2. Loosen the nuts on the front wheels and jack up and support the front of the machine so that the front wheels are off the ground. Apply the handbrake and remove the front wheels.
3. Clean the dirt off the front brakes and disconnect the brake hose from the wheel cylinder on one of the front brakes. Plug the end of the hose to prevent dirt from entering the system.
4. Remove the brake pads (see previous section).
5, Remove the 2 bolts securing the brake caliper to the stub axle (see photo) and remove the caliper.
Brakes
6. Transfer the caliper to the work table and remove the cylinder from the caliper bracket.
7. Remove the rubber boot and pull out the piston. It can be gently blown out by applying compressed air to the brake hose fitting. In order not to drop the piston, you should wrap the cylinder with a rag in advance. If the piston gets stuck in the cylinder, you can moisten the cylinder and piston with impregnating liquid and wait a while to allow it to soak. This will most likely damage the piston seal, but it must be replaced anyway.
8. After removing the piston, remove its seal from the groove in the cylinder wall. Thoroughly clean all metal parts in methanol without the use of abrasive materials or metal scrapers, which may damage the treated surfaces or the anti-corrosion coating.
9. Carefully inspect the sliding surfaces of the piston for scratches, grooves and other defects. If any are found, the piston must be replaced (never try to override it). Inspect all parts of the caliper for obvious defects and replace if necessary.
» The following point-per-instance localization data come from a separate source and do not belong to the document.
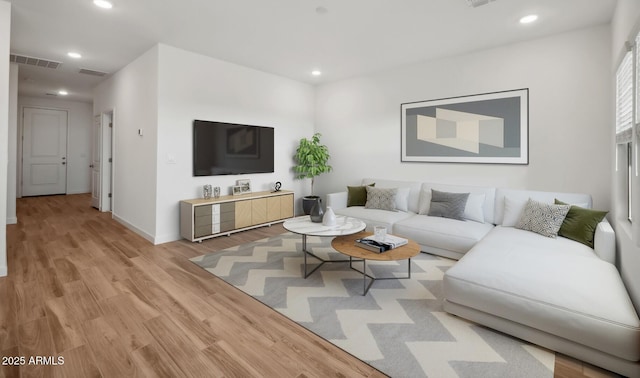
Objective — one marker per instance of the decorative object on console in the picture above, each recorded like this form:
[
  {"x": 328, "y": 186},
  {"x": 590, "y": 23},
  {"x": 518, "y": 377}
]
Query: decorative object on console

10. Moisten the new piston seal with brake fluid. Lubricate the inner surface of the cylinder and piston with brake fluid. Carefully install the seal into the groove on the inner wall of the cylinder. Insert the piston, being careful not to damage the seal. Dry the assembled cylinder with a clean, lint-free cloth and install a new rubber boot.
Brakes
11. See TEVES Brake Caliper Removal and Overhaul procedure. In the case of the DBA caliper, the same is true.
Brakes of both types
12. Assembling and installing the brake caliper is done in reverse order. Pay attention to the following points:
- A. Before installing the caliper on the trunnion, carefully clean the bolt holes and the bolts themselves and apply thread locking fluid to their threads. Install new washers on the bolts and tighten them to the desired torque.
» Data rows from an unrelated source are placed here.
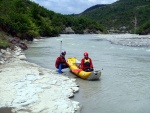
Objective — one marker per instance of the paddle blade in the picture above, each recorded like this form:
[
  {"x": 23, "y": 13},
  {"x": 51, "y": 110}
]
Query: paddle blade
[{"x": 76, "y": 70}]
- b. Install brake pads (see section 5).
- V. Before installing the cylinder, remove the bleed screw and pour fresh brake fluid into the cylinder, tilting the cylinder in all directions to get rid of air locks. Install the bleed screw.
- d. Install a new copper washer on the brake hose fitting and check that the hose is not kinked after connection. After the machine is lowered onto the wheels, turn the steering wheel in both directions to the stop and check that the hose does not touch the machine parts.
- d. Remove the plastic film or stopper with a sealed vent hole, install on the tank "native" plug and bleed the brake system (see section 3).
Brake caliper modifications on latest models
1. Starting with ID number 9 352 397, the brake caliper anti-rotation plate no longer has lugs. This was done because the tabs on the plate tended to rub against the bushings and restrict the sliding travel of the caliper, resulting in uneven pad wear.
2. If desired, you can remove these tabs from the anti-rotation plate of the caliper on early models yourself.
3. Starting with ID 9 457 811, the seal between the caliper and bushings has been improved. Previously, due to too much clearance between them, the brakes could make noise when reversing.
4. If desired, you can modify the calipers on early models yourself with a special caliper bushing replacement kit. The kit contains 2 bushings, 4 seals and a special bushing lubricant and thread locking fluid that is applied to the caliper bolts.
5. When replacing caliper bushings, take the opportunity to grind off the tabs on the anti-rotation plates.